Art. 1120. — 248. Le présent article tranche une autre question de prescription, moins douteuse toutefois que la précédente, mais sur laquelle il convenait que la loi se prononçât, surtout puisque le droit romain et quelques interprètes de l'ancien droit ont décidé autrement.
Il est certain que, tant que la dette n'est pas éteinte, le créancier possède le gage à titre précaire, c'est-à-dire en reconnaissant que la propriété ne lui appartient pas; le gage est incompatible avec la propriété: on ne peut avoir en gage sa propre chose. Mais, une fois la dette éteinte par un payement ou par un autre mode légal d'extinction, il semble que le créancier ne possède plus la chose désormais à titre de gage, mais comme sienne, que, dès lors, la prescription acquisitive devrait courir en sa faveur et s'accomplir au moins par trente ans, en l'absence de juste titre et de bonne foi.
C'est pourtant ce que la loi lui refuse: la possession du créancier gagiste a commencé par être précaire, elle reste telle; l'article 2231 du Code français dit: "quand on a commencé à posséder pour autrui, on est toujours censé posséder au même titre, s'il n'y a preuve du contraire; " dans une autre forme, le Projet japonais porte (art. 197, 3e al.) que "lorsque la précarité résulte de la nature du titre sur lequel la possession est fondée, elle ne cesse que par une contradiction formelle aux droits de celui pour le compte duquel on possédait, ou par une interversion du titre;" or, tant que le créancier gagiste ne sera pas dans l'un de ces deux cas exceptionnels, il restera détenteur précaire.
11 n'en serait pas autrement d'un usufruitier ou de son héritier qui aurait gardé la possession de la chose usufructuaire après la cessation de l'usufruit.

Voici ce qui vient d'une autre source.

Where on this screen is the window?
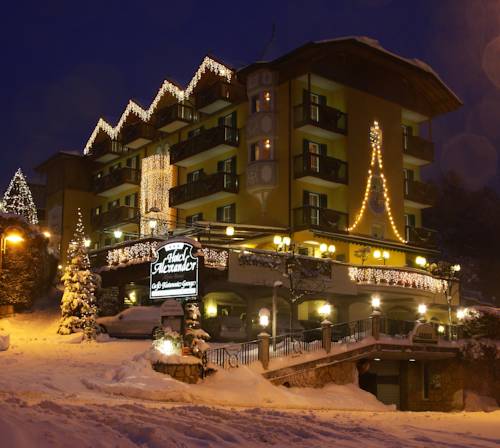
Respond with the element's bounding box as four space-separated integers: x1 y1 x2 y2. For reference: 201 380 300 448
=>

Observons du reste que c'est la prescription acquisitive du gage que la loi refuse au créancier, mais elle ne le prive pas de la prescription libératoire de l'obligation de restituer la chose: le débiteur pourra agir en revendication du gage, en prouvant son droit de propriété; il pourrait même, faute de cette preuve, se contenter d'agir au possessoire, mais il ne serait plus recevable, après trente ans, à réclamer la restitution, en se fondant sur le contrat de gage qui oblige le créancier à conserver et rendre le gage.